Abstract

In order to further clarify the role of interleukin 6 (IL-6) in the pathogenesis of cachexia, recombinant human IL-6 (hIL-6) was administered s.c. by osmotic pump for 9 days at a dose of 1 or 10 micrograms/day into CDF1 mice inoculated with a non-cachexia-inducing subclone of colon 26 adenocarcinoma (clone 5), or with a cachexia-inducing subclone (clone 20) of this malignancy. The serum level of IL-6 in non-cachectic mice with clone-5 tumors was 35% lower than in cachectic mice bearing clone 20 of colon 26 adenocarcinoma on the 19th day after tumor inoculation. IL-6 administration induced anemia, thrombocytosis and visceral organ hypertrophy not only in mice with clone-5 tumors but also in control mice with no tumor burden.
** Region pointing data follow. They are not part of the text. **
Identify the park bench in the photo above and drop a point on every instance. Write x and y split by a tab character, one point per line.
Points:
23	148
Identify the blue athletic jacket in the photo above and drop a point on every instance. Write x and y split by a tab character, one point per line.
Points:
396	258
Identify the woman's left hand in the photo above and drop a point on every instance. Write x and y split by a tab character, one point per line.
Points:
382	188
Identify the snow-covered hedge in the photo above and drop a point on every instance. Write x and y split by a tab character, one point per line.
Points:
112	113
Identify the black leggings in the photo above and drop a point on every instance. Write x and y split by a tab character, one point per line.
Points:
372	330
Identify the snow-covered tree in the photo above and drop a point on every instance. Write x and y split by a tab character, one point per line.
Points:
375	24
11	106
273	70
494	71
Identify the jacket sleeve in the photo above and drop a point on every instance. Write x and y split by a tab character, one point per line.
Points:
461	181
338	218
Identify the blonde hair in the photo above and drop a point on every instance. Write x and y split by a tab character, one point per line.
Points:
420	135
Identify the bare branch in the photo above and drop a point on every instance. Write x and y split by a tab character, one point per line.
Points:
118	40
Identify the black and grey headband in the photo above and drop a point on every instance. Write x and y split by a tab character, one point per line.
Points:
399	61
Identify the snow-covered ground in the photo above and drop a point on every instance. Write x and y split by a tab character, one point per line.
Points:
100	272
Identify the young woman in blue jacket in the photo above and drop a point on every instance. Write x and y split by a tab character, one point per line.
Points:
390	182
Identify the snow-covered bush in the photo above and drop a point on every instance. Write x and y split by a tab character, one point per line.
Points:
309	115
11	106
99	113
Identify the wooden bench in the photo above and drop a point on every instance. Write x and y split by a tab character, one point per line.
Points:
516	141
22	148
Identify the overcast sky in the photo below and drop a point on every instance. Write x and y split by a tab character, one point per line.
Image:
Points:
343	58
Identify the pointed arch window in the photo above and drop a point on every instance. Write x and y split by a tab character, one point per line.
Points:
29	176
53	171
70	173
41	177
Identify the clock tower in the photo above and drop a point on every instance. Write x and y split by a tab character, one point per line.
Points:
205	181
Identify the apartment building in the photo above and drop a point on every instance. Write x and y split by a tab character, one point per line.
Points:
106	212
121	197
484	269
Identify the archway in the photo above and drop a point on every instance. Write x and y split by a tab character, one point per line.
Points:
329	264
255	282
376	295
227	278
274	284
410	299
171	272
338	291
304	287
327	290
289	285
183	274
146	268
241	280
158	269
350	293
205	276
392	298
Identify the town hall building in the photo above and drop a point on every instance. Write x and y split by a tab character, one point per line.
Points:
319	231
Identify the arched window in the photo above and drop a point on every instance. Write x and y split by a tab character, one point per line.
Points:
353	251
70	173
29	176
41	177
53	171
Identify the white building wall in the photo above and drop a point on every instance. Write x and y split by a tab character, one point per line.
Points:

Lipolysis and proteolysis became conspicuous when a large dose (10 micrograms/day) of IL-6 was infused into mice with clone-5 tumors. However, IL-6 supplementation did not induce loss of body weight, a decline in food intake or lymphocytopenia, which were characteristically observed in cachectic mice with clone-20 tumors. In conclusion, IL-6 appears to be a permissive factor for the development of cachexia but, while it can induce some of the symptoms typical of cachexia, it cannot in itself induce the full cachectic syndrome.